We, again, run a logistic regression and a linear probability model to investigate this. The plot is given below:

The interpretation here is straight forward and does not differ between logistic regression and the LPM. Unemployed people have a very high probability of being renters, and the probability of renting is higher in urban than in rural regions. People who are not unemployed have a lower probability of renting, especially those in rural regions.

Interestingly enough, the results from the LPM are exactly the same as those from logistic regression, and there do not seem to be any nonsensical predicted probabilities!

Continuous - Continuous Interaction

Lastly, let’s see what happens when we interact two continuous variables. Suppose we want to test how the relationship between wealth and renting depends on how happy people are (x2).

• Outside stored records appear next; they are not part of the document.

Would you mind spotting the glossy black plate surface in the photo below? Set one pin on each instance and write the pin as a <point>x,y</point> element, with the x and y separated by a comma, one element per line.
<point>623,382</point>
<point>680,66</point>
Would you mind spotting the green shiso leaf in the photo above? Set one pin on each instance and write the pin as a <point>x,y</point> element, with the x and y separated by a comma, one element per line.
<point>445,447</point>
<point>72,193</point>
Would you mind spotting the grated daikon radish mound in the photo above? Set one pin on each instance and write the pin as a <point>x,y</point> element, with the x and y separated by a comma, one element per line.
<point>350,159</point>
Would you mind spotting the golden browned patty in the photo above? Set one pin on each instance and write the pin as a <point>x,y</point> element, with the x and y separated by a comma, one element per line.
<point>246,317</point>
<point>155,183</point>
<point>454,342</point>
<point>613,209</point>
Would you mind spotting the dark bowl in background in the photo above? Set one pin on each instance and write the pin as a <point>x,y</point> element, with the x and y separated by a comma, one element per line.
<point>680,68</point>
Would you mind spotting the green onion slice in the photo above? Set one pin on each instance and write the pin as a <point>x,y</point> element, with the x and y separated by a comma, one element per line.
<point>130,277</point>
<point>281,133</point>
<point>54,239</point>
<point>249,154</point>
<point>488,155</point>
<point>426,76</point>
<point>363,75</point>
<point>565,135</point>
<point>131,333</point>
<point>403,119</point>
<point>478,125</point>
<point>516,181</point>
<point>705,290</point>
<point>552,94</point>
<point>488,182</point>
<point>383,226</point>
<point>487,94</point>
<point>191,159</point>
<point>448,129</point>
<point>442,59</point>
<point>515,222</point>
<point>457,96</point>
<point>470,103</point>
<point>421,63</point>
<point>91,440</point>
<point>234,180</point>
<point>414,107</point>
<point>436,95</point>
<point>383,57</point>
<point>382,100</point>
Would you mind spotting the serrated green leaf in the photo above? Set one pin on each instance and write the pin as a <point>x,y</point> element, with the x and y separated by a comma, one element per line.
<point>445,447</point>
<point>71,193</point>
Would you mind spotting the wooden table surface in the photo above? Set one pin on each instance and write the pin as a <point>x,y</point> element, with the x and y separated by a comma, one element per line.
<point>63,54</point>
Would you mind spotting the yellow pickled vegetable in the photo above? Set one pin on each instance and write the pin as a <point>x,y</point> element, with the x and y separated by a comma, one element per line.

We, again, run a logistic regression and an LPM:

Logistic Regression

The left part of the plot shows that, in logistic regression, the relationship between wealth and renting is, in general, negative: the wealthier someone is, the less likely that someone will be a renter. This relationship depends, however, on how happy someone is. Up until a value of about “1” on wealth, happier people have a higher probability of renting than people who are less happy. At a value of “1” on wealth, the relationship reverses: now, happy people have a lower probability of renting than sad people.

Linear Probability Model

The LPM gets the overall pattern somewhat OK: the gap between the probabilities of happy and less happy people being renters decreases as wealth increases. Unlike logistic regression, the LPM fails to show that the relationship reverses at a value of about “1” on wealth. Instead, the LPM shows the lines to converge around 4.8 on “wealth”. Furthermore, the range of predicted probabilities makes no sense: the y-axis ranges from a bit more than 2(!) to about -0.4. This corresponds to a 200% or -40% probability of renting. Yikes!

Conclusions

What can we learn from all of this?

  1. Interaction effects involving continuous variables are always non-linear in logistic regression (the same goes for main effects). This is due to the model itself: logistic regression is based on a logit transformation of the linear predictor, which keeps the range of the predicted probabilities confined to between zero and one. This means that the coefficient of the interaction might, for example, be negative, but the interaction is likely to be positive for some value of \(x_{1}\) or \(x_{2}\). You pretty much only see this if you plot the interaction.

  2. Interactions in the linear probability model appears to be a good approximation of interactions in logistic regression as long as the variables involved are dummy variables. As soon as a continuous variable is involved in the interaction, LPM interactions can deviate more or less substantially from their logistic counterpart. LPM starts to produce nonsensical predicted probabilities, and the “meaning” of the interaction changes. For example, logistic regression might suggest that the interaction reverses at a certain point, whereas LPM might just show you that differences converge, but do not reverse.

  3. Bonus: If you play around with the simulation, you will see that a tiny change in one of the simulated coefficients might produce astonishingly big changes in the LPM interactions. In that sense, the LPM seems pretty inconsistent.

What are the implications of 1.), 2.), and 3.)?

  1. Be careful when interpreting interaction effects in logistic regression models. The coefficients often do not tell you the whole story.

  2. The LPM is defensible when the model contains only dummy variables, but seems inappropriate when the model/the interaction involves continuous variables. You are very likely to get nonsensical predicted probabilities.

  3. Use logistic regression instead of the LPM. It is closer to the truth and can be more realistically interpreted.